How fast towards the euro area? (I, II)

de Daniel Daianu    |    28 Ian 2009   •   00:00

The financial crisis puts the EU countries not belonging to the euro area in a position that makes them think about speeding up the adoption of the single currency as a "shelter" solution. However, their attempts are crashing onto a wall: the Maastricht criteria, which are designed to ensure that all economies are subject to the same rules before adopting the euro.

But countries that are, at this point, in the euro area should take into consideration the lowering of these criteria - the benefits beyond providing shelter are more important than the risks involved in lowering the conditions of admission.

First, we have to take into consideration the reasons for which a country gets to be vulnerable under the pressure of the financial crisis. Four is the number of characteristics that seem to make an economy risky: its own currency; a relatively small size; the banking system exposed to international pressures; a public budget too weak to absorb the pressures that challenge the banking system. These criteria clearly suggest that even Denmark and Sweden are vulnerable. As well as Britain, although the size of its economy and the status of the sterling, although much faded, as a reserve currency seems to show certain nuances.

The same characteristics are obvious - even more significantly - in the case of the new Member States, only two of which - Slovenia and Slovakia - have managed to enter the shelter provided by the euro-zone before their economies felt the crisis. The public finances quality of these new Member States varies, but all their savings are low, their financial markets are thin, and their banking sectors are exposed, a crucial economic feature and a complicated one from the political point of view. The magnitude of this combination is reflected by the unprecedented move of the Central European Bank (CEB) to leave its favorite geographical area and support several new Member States. This move makes operational sense: CEB has provided technical assistance to central banks in neighboring countries with the euro area for a good period. It also makes sense as an instrument of crisis management: this dialogue strengthens the cooperation between the EU and its neighbors.
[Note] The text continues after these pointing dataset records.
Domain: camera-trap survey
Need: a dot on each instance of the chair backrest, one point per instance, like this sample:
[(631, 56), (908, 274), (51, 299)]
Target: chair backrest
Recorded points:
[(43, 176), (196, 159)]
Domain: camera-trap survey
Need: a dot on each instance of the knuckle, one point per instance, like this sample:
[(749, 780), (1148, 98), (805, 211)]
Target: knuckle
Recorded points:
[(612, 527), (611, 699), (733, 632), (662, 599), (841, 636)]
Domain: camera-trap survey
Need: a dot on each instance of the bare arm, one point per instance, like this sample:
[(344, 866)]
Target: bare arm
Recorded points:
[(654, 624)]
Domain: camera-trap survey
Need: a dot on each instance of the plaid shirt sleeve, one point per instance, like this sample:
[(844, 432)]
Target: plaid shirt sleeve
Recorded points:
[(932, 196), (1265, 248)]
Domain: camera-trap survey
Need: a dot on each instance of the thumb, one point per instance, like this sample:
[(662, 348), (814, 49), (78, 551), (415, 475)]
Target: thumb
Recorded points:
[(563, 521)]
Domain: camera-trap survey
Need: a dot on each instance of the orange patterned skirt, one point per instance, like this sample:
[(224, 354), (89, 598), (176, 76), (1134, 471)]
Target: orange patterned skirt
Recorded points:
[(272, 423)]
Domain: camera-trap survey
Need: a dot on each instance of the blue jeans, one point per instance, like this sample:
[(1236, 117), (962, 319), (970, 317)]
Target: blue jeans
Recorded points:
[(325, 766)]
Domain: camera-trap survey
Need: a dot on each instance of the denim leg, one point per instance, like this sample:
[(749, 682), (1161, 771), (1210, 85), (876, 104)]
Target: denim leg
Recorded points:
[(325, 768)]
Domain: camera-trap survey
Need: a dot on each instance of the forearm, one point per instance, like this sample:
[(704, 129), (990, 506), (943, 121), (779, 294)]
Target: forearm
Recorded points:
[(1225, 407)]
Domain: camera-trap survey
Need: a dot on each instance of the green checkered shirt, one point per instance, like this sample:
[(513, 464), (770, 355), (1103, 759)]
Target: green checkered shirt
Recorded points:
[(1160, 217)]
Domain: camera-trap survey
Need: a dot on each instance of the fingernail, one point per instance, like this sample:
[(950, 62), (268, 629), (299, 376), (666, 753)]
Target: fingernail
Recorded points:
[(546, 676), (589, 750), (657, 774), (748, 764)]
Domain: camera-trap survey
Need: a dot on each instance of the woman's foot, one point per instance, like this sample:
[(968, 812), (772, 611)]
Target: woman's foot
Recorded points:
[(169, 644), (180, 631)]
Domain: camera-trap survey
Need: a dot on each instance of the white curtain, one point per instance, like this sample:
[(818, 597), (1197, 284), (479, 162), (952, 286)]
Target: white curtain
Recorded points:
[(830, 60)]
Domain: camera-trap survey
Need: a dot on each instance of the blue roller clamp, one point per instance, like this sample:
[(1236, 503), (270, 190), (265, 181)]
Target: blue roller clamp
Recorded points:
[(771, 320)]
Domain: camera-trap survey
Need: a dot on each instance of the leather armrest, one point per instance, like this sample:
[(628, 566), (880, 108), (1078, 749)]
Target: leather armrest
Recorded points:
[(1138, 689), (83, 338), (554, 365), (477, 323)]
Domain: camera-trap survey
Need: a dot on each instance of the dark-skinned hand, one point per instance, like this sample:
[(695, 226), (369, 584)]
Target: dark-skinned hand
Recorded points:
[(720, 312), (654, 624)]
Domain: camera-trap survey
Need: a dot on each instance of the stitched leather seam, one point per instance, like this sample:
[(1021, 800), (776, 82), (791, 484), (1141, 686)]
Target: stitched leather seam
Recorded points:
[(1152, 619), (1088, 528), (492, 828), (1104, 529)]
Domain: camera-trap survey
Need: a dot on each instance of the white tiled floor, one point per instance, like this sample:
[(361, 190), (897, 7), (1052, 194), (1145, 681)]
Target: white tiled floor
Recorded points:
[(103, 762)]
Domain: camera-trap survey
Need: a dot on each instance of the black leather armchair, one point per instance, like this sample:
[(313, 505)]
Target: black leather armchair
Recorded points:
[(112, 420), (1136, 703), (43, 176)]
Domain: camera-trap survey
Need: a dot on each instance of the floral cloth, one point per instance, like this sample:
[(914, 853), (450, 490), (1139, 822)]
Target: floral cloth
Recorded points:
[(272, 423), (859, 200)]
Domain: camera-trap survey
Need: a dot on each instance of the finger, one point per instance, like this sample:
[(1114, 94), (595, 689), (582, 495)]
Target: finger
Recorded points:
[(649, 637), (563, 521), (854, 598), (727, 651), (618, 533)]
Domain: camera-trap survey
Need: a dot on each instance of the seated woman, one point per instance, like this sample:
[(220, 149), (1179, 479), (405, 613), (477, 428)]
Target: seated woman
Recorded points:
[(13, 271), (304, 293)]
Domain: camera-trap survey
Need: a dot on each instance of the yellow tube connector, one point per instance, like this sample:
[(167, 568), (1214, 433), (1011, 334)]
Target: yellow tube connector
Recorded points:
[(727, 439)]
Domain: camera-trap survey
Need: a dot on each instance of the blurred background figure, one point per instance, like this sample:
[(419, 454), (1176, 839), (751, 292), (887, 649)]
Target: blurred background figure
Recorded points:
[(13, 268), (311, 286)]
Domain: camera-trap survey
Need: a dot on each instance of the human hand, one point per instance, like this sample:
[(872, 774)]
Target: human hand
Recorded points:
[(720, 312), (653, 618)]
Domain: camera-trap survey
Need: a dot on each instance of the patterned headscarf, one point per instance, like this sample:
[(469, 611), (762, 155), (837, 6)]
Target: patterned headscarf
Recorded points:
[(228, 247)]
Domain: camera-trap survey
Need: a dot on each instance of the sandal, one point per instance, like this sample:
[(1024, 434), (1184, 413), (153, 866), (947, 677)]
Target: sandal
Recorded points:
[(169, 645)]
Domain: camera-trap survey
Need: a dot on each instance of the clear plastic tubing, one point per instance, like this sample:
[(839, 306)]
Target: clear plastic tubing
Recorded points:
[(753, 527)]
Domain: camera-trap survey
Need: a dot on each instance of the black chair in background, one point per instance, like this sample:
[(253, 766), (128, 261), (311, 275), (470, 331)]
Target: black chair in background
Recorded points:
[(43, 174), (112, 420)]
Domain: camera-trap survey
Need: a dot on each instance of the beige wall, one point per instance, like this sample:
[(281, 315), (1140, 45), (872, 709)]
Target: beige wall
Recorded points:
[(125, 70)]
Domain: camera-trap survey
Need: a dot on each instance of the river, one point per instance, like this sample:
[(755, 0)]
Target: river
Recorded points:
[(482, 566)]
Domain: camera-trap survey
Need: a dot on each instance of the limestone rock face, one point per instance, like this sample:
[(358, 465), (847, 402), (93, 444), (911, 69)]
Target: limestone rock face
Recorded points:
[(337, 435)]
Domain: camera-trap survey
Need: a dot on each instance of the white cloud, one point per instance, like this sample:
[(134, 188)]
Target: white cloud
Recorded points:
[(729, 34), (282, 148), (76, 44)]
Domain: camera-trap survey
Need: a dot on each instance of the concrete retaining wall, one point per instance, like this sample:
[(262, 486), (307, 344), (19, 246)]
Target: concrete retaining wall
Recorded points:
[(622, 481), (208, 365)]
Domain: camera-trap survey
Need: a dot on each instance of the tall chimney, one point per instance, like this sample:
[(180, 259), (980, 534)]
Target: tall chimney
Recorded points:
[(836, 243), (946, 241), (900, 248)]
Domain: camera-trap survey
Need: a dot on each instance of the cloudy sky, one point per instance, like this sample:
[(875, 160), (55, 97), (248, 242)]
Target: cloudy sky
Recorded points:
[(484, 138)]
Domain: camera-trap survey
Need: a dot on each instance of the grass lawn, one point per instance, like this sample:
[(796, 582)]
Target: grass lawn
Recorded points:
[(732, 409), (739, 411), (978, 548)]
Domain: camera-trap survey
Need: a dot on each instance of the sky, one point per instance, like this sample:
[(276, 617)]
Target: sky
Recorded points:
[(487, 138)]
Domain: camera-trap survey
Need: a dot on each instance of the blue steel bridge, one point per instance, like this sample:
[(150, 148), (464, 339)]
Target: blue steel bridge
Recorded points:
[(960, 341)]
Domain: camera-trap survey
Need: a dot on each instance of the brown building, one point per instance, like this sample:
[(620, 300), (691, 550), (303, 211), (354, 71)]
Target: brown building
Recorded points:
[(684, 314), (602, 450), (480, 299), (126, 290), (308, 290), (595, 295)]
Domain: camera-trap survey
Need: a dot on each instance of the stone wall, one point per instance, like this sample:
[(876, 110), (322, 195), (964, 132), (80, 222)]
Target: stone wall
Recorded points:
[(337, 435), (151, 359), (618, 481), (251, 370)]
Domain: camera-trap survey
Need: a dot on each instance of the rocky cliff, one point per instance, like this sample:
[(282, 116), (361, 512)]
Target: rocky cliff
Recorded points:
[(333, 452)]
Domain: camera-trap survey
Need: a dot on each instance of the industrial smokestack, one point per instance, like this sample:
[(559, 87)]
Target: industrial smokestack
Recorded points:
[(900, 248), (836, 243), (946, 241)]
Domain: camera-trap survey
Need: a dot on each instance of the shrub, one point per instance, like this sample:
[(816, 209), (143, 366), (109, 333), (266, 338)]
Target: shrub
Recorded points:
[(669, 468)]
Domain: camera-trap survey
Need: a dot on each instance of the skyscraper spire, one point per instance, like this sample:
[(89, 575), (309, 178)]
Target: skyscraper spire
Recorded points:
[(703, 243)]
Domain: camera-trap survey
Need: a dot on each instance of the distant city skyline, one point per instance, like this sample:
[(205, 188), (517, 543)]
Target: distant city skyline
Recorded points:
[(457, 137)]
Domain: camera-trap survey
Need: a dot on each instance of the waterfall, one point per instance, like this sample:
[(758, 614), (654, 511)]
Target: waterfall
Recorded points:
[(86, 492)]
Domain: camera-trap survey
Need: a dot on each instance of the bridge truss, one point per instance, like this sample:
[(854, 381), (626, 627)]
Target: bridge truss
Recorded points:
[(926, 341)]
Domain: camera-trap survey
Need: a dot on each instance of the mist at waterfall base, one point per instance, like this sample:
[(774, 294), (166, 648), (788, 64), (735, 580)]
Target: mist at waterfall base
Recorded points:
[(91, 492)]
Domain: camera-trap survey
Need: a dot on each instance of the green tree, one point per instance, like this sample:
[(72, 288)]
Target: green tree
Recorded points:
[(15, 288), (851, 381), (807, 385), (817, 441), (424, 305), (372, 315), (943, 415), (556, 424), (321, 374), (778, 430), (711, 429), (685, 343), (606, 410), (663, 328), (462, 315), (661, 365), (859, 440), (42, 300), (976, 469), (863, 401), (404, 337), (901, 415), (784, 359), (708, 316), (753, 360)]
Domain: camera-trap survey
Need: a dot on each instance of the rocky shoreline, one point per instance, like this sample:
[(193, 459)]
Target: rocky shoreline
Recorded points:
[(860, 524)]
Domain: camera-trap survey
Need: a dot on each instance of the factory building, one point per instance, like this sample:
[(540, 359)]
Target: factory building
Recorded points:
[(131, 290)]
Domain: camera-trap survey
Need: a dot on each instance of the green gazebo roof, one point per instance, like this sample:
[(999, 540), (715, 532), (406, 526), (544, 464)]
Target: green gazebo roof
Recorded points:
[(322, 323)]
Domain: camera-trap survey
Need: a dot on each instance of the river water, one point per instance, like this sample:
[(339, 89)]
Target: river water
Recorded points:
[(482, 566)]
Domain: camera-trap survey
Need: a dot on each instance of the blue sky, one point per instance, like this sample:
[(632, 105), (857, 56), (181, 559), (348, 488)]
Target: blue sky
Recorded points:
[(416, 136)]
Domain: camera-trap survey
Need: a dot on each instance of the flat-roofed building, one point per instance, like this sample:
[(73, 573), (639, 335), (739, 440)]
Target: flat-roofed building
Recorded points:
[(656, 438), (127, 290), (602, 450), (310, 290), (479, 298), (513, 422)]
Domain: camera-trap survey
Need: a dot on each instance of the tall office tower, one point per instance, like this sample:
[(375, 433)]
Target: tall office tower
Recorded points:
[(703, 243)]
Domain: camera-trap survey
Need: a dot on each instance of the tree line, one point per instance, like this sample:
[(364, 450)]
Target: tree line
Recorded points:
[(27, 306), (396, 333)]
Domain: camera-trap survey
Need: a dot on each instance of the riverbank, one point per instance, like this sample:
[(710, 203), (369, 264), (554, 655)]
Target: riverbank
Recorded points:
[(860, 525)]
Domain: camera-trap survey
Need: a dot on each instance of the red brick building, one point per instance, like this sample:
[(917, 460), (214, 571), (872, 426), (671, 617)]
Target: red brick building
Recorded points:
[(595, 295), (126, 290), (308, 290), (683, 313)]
But this does not diminish the significance of the gesture: CEB has never acted as a lender of last resort for countries outside the euro area.

The CEB decision clearly shows how much the financial landscape has changed since the creation of the European monetary union and the way in which many countries that made the transition to modern market economy became vulnerable due to these changes. During the past 20 years, the banking groups have greatly expanded their cross-border activities and, even though in theory every subsidiary of a banking group is a legal body subjected to the laws of the EU member where it is registered, in practice, the deterioration of a part of the group has significant effects on all the parts of the group. Therefore, the result was a paradox: mainly, the subsidiaries in the new member states have not been held responsible for the contagion, but the banking strategies of the groups with head offices in countries in the euro area were. In fact, CEB was forced to intervene because of the improper practices in its geographic area of responsibility. The financial support that CEB provided, for example, in the case of the National Bank of Hungary can therefore be regarded as a preventive measure aimed at maintaining stability in the extended euro zone.